Singer and social activist Harry Belafonte has filed a lawsuit against the estate of Martin Luther King Jr. over an ownership dispute of documents that Belafonte said were given to him by the late civil rights leader and his wife, according to court documents filed on Tuesday.
Belafonte claims ownership of three documents associated with King and his widow, Coretta Scott King, which is being disputed by King’s estate and daughter, Bernice King, the lawsuit filed in U.S. District Court in New York.
The documents in dispute are an outline of the “Casualties of the War in Vietnam” speech that Belafonte said he has had since 1967, the “Memphis Speech” that was undelivered, found in one of King’s suit pockets after his death, and a condolence letter from President Lyndon Johnson sent to King’s widow after his assassination in 1968.

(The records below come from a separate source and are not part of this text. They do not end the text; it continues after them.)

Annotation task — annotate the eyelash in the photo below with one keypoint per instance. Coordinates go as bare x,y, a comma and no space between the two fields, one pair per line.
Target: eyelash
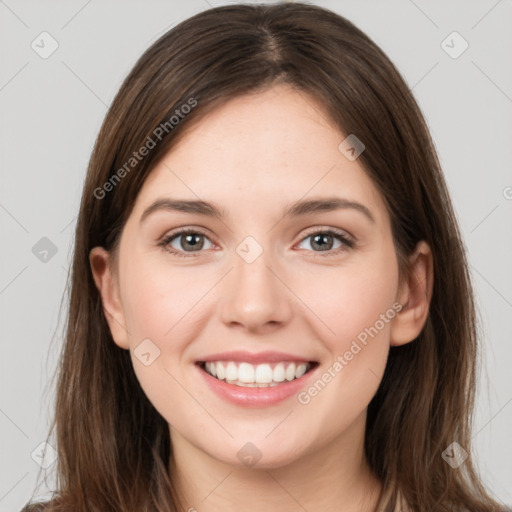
340,235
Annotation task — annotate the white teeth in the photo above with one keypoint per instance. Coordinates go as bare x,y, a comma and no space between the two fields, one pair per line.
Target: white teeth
231,371
279,374
246,373
264,374
261,375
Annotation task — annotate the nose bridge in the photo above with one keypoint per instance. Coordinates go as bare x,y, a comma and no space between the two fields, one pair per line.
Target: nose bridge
254,296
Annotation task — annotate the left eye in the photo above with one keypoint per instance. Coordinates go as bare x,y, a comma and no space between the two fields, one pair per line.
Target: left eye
323,241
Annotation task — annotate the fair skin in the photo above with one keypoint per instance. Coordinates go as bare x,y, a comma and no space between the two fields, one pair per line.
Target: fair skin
252,157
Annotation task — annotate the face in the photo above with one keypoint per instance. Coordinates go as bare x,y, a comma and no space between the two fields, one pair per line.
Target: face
261,292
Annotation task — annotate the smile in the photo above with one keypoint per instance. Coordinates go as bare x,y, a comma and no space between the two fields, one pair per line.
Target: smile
245,374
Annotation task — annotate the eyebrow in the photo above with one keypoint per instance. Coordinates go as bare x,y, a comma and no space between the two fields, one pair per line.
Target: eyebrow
296,209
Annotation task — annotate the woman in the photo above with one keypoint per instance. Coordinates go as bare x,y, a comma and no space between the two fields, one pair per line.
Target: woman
270,302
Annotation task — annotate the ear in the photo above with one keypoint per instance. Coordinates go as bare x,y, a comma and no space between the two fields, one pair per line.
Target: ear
106,282
414,296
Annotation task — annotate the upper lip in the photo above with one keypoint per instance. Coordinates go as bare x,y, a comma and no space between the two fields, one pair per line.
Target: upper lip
254,357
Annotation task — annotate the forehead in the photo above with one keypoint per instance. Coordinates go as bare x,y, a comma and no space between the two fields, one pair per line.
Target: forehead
270,147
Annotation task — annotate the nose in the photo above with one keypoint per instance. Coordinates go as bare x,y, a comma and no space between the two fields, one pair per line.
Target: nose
255,296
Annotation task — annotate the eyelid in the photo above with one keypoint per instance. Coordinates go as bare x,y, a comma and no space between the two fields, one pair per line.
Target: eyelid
348,241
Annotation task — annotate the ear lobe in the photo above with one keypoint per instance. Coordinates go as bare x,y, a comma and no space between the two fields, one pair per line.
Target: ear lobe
106,283
415,296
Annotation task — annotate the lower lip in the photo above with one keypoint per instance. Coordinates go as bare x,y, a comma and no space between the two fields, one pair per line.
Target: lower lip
255,397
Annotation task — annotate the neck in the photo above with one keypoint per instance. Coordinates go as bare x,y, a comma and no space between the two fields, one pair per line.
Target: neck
334,476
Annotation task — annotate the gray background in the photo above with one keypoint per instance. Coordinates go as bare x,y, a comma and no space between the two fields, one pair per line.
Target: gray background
52,108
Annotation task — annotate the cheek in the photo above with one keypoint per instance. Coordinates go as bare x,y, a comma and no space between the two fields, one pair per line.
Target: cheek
158,299
351,300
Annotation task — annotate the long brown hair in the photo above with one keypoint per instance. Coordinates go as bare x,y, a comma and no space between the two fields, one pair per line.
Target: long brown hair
113,446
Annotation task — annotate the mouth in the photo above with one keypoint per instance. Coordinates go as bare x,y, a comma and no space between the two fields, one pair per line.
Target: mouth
263,375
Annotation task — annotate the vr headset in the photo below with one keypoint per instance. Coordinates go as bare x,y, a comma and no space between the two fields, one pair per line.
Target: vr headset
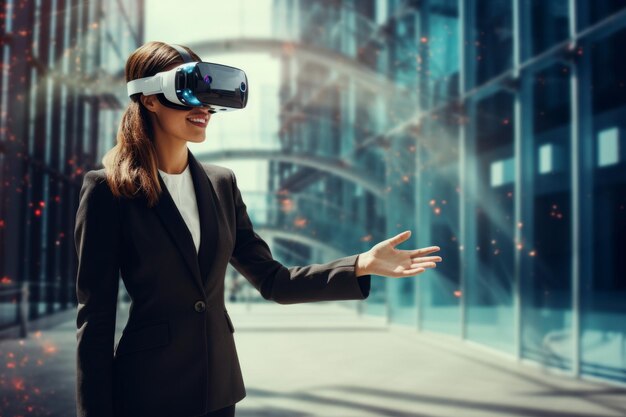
196,84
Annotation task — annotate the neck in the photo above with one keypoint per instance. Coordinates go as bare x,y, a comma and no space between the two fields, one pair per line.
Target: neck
172,155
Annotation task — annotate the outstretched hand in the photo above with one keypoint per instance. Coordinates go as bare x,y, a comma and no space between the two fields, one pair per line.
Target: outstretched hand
385,260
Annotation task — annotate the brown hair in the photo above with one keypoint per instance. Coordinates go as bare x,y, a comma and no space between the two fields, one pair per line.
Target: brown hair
131,165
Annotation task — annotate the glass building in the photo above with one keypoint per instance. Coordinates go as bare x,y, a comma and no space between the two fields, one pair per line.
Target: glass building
57,120
492,128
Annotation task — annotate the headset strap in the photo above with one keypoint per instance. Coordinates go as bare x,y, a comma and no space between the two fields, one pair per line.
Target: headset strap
183,53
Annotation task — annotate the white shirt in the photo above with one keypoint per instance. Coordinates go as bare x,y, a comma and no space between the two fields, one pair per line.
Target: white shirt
180,186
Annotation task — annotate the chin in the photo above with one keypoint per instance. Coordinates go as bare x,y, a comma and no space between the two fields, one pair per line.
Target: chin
198,139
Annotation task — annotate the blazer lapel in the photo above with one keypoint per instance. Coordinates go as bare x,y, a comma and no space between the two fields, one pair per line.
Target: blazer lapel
209,223
199,263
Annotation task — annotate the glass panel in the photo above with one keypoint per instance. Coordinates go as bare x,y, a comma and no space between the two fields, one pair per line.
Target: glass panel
603,314
488,298
492,38
547,23
592,11
546,259
439,219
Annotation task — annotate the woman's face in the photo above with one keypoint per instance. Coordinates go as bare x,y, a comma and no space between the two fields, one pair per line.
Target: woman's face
185,125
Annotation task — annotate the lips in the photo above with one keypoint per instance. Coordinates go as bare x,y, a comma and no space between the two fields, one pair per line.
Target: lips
198,120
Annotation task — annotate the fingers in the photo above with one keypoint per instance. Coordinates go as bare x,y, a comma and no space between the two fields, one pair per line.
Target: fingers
426,259
397,239
411,272
424,265
424,251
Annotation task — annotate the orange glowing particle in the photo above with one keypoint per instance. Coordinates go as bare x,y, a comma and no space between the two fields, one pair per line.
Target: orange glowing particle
50,349
18,384
287,204
300,222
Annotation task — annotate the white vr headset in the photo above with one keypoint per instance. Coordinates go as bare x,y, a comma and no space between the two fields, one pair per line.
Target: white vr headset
195,84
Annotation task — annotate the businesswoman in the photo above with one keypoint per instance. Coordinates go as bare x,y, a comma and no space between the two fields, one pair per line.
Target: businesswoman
170,225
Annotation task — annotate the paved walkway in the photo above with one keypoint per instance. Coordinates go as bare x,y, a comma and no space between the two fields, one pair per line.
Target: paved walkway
320,359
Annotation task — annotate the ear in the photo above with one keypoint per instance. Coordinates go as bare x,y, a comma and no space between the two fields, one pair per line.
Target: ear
149,102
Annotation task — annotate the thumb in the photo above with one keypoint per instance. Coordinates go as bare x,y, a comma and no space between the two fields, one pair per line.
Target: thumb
397,239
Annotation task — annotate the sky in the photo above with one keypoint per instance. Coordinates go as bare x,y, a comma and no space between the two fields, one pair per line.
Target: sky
256,125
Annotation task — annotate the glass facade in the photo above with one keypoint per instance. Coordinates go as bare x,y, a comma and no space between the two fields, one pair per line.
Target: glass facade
56,121
495,130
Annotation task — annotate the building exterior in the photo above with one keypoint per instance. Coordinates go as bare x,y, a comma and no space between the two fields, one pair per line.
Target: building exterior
495,130
57,120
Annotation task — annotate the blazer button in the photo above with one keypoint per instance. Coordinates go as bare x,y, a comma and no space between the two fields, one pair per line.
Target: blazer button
200,306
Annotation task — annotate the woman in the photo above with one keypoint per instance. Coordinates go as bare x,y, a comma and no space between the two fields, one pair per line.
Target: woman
171,225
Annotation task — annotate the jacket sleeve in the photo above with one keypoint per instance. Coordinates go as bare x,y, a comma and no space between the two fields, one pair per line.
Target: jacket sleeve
335,280
96,236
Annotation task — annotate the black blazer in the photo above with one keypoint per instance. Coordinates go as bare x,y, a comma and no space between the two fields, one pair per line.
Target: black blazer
176,356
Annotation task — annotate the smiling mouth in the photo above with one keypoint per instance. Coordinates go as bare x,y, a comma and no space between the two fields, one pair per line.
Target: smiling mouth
198,121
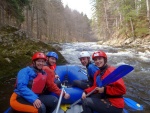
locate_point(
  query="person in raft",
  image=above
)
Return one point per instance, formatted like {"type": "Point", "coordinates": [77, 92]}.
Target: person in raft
{"type": "Point", "coordinates": [84, 58]}
{"type": "Point", "coordinates": [111, 99]}
{"type": "Point", "coordinates": [52, 58]}
{"type": "Point", "coordinates": [30, 83]}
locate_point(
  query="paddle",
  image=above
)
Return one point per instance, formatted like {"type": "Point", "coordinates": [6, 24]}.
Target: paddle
{"type": "Point", "coordinates": [112, 77]}
{"type": "Point", "coordinates": [134, 105]}
{"type": "Point", "coordinates": [59, 101]}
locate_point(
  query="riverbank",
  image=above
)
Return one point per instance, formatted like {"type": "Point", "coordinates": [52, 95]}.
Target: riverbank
{"type": "Point", "coordinates": [16, 51]}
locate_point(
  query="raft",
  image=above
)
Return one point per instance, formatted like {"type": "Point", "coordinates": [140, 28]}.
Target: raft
{"type": "Point", "coordinates": [67, 74]}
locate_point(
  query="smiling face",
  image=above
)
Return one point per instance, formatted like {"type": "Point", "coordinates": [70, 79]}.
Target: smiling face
{"type": "Point", "coordinates": [84, 60]}
{"type": "Point", "coordinates": [52, 60]}
{"type": "Point", "coordinates": [99, 61]}
{"type": "Point", "coordinates": [39, 63]}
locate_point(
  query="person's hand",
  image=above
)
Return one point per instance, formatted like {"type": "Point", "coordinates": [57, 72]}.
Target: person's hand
{"type": "Point", "coordinates": [56, 76]}
{"type": "Point", "coordinates": [83, 95]}
{"type": "Point", "coordinates": [98, 81]}
{"type": "Point", "coordinates": [37, 103]}
{"type": "Point", "coordinates": [100, 89]}
{"type": "Point", "coordinates": [66, 96]}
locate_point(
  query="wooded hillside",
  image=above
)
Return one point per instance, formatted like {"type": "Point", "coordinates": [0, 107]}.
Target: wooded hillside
{"type": "Point", "coordinates": [46, 20]}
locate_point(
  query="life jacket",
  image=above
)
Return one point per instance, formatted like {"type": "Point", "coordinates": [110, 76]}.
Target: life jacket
{"type": "Point", "coordinates": [37, 85]}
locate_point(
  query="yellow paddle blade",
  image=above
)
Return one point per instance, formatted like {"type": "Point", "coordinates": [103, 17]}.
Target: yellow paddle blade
{"type": "Point", "coordinates": [64, 107]}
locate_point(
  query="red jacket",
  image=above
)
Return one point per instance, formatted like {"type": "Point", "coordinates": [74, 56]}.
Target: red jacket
{"type": "Point", "coordinates": [114, 89]}
{"type": "Point", "coordinates": [53, 67]}
{"type": "Point", "coordinates": [51, 86]}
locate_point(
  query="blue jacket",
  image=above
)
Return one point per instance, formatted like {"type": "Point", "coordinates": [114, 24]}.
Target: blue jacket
{"type": "Point", "coordinates": [91, 69]}
{"type": "Point", "coordinates": [24, 76]}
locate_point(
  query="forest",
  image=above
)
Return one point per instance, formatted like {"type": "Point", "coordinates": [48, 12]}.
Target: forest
{"type": "Point", "coordinates": [52, 22]}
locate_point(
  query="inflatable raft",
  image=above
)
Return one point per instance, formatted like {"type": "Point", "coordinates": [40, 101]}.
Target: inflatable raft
{"type": "Point", "coordinates": [67, 74]}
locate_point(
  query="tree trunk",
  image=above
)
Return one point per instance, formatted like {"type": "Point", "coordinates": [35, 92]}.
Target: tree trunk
{"type": "Point", "coordinates": [133, 34]}
{"type": "Point", "coordinates": [148, 10]}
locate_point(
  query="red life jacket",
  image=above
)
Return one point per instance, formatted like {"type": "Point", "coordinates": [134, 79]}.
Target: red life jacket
{"type": "Point", "coordinates": [37, 84]}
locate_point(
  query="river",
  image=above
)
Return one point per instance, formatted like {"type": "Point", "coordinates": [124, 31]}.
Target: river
{"type": "Point", "coordinates": [137, 82]}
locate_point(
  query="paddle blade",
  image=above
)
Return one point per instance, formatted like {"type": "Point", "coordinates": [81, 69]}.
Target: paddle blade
{"type": "Point", "coordinates": [64, 107]}
{"type": "Point", "coordinates": [117, 74]}
{"type": "Point", "coordinates": [134, 105]}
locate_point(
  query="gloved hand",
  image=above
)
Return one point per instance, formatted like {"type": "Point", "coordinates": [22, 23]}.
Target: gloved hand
{"type": "Point", "coordinates": [98, 81]}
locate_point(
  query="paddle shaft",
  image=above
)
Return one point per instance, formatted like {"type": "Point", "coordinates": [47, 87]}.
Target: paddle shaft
{"type": "Point", "coordinates": [81, 99]}
{"type": "Point", "coordinates": [59, 101]}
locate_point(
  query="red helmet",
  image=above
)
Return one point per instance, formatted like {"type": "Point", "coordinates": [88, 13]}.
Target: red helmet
{"type": "Point", "coordinates": [99, 54]}
{"type": "Point", "coordinates": [38, 55]}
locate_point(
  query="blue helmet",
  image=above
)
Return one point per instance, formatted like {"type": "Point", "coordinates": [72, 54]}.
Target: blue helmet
{"type": "Point", "coordinates": [52, 54]}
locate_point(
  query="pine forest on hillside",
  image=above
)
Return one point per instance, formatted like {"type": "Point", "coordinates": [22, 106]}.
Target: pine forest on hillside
{"type": "Point", "coordinates": [50, 21]}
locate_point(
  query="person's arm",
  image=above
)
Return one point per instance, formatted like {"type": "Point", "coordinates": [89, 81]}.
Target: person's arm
{"type": "Point", "coordinates": [22, 83]}
{"type": "Point", "coordinates": [116, 88]}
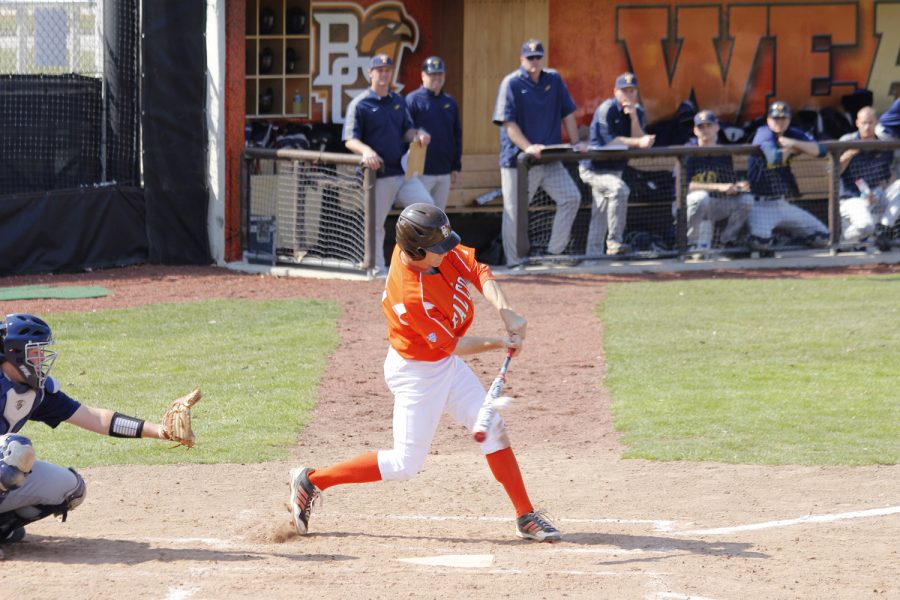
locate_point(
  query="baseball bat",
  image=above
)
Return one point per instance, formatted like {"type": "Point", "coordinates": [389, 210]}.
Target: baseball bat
{"type": "Point", "coordinates": [488, 410]}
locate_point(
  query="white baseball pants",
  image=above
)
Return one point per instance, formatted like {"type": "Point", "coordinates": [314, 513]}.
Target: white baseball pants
{"type": "Point", "coordinates": [609, 211]}
{"type": "Point", "coordinates": [560, 186]}
{"type": "Point", "coordinates": [423, 391]}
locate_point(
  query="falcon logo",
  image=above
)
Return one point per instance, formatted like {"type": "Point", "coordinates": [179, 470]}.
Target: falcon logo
{"type": "Point", "coordinates": [344, 38]}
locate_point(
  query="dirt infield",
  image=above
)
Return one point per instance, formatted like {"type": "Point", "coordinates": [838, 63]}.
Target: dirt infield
{"type": "Point", "coordinates": [632, 528]}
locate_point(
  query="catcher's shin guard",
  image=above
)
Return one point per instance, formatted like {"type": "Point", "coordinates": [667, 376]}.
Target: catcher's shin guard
{"type": "Point", "coordinates": [12, 523]}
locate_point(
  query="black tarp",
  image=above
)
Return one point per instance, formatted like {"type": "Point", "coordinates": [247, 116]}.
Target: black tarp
{"type": "Point", "coordinates": [174, 131]}
{"type": "Point", "coordinates": [51, 132]}
{"type": "Point", "coordinates": [72, 230]}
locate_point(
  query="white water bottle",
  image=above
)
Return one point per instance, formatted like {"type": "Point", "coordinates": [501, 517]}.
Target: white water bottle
{"type": "Point", "coordinates": [704, 236]}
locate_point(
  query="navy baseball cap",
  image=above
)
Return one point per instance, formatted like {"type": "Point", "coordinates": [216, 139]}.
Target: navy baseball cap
{"type": "Point", "coordinates": [705, 116]}
{"type": "Point", "coordinates": [532, 48]}
{"type": "Point", "coordinates": [433, 64]}
{"type": "Point", "coordinates": [779, 109]}
{"type": "Point", "coordinates": [626, 80]}
{"type": "Point", "coordinates": [381, 60]}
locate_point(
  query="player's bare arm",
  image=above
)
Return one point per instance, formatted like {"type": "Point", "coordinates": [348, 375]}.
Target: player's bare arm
{"type": "Point", "coordinates": [518, 138]}
{"type": "Point", "coordinates": [514, 322]}
{"type": "Point", "coordinates": [98, 420]}
{"type": "Point", "coordinates": [370, 158]}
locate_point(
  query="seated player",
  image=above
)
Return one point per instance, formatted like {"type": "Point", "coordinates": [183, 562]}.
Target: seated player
{"type": "Point", "coordinates": [772, 182]}
{"type": "Point", "coordinates": [714, 193]}
{"type": "Point", "coordinates": [870, 201]}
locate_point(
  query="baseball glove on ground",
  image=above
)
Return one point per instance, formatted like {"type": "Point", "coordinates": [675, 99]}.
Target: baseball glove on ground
{"type": "Point", "coordinates": [176, 423]}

King’s estate and daughter Bernice King disputed Belafonte’s ownership of the documents when the singer took the items to Sotheby’s auction house in New York to be appraised and put up for sale in 2008, the lawsuit said.
The items were withdrawn from auction after King’s estate and daughter said Belafonte had “wrongfully acquired” them, according to court documents.
Sotheby’s have retained the documents since 2008 and Belafonte is asking for them to be returned to him in the lawsuit.
King, who was assassinated aged 39 in 1968 in Memphis, Tenn., became a beacon for the African-American civil rights movement, famously delivering his “I have a dream” speech in Washington D.C. in 1963, calling for racial equality in the United States. Coretta Scott King passed away in 2006, aged 78.
Belafonte, 86, known as the “King of Calypso” with his Caribbean musical influences, has long been an advocate for civil rights and was a close friend and supporter of King.
The singer is asking the court to declare that the documents belong to him, that they were not taken from King and to bar King’s estate and daughter permanently from trying to claim ownership of the items.